1) People will always be around and therefore I should work in a field that involved communication and people. (Teaching and writing became important parts of my life subsequently.)
2) I should, as much as possible, do things once and get paid lots of times. (I subsequently entered the publishing world – magazines first, then software.)
These activities have, to varying degrees, determined the trajectory of my life for the past 33 years. And a jolly fine life it's been, thank you for asking.
But, somewhere along the way, things changed. I found myself giving more and more of my stuff away. I (wrongly) bombed the price of my niche software too far. I found myself cheerfully handing out information and opportunity leads to others. At some point I moved from hoarding and dribbling out my knowledge in exchange for largish sums of money to giving away more and receiving something else in return, friendships and business relationships based on trust and transparency.

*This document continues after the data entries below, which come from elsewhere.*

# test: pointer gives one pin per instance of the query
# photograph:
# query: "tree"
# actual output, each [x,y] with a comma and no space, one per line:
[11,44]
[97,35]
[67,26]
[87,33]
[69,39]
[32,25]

I'm not totally stupid, I realise I have to sell something and that something tends to be what's between my ears, my native talents or what I can lay my hands on and package more skilfully than others. It makes for a good life in which all the bits join up rather harmoniously. People, fortunately, know about me and are happy to pay me when they think they can get some value out of me.
I was prompted to write this by a tiny, three-minute, interview conducted in a noisy restaurant by one Suw Charman. She, incidentally, was partly responsible – along with Adriana Lukas and Jackie Danicki – for acting as midwives as I entered the world of blogging at the end of 2004. Her interview was with JP Rangaswami, a man who is a paragon of knowledge sharing. He gets hardly any sleep so has a ton of time to do his job (a very important one at BT), to keep up, to engage with all the 'greats' of the social computing world, and to reflect very deeply on our world, much of which ends up in his blog.
To paraphrase the (short) interview, he pointed out that capturing and keeping knowledge is part of the incentive system in many organisations. But the new generations coming through (and the more enlightened of the older generations) have a more sharing attitude. The core question is: do people want to share? And, by implication, he believes the the answer is, increasingly, "yes". It shows in his behaviour. The benefits show in his reach and influence. And little of this could have happened without him deciding to reach out and share.
And, as I've written many times before, inside an organisation, the benefits are potentially huge. Rangaswami believes that the decision (should we implement social software?) that organisations need to make is akin to deciding whether or not a company should have a telephone exchange. In time, it will become obvious. Like email and mobile phones before, it will take a while to bite (he thinks the transition could be ten years or more) but it will happen without question.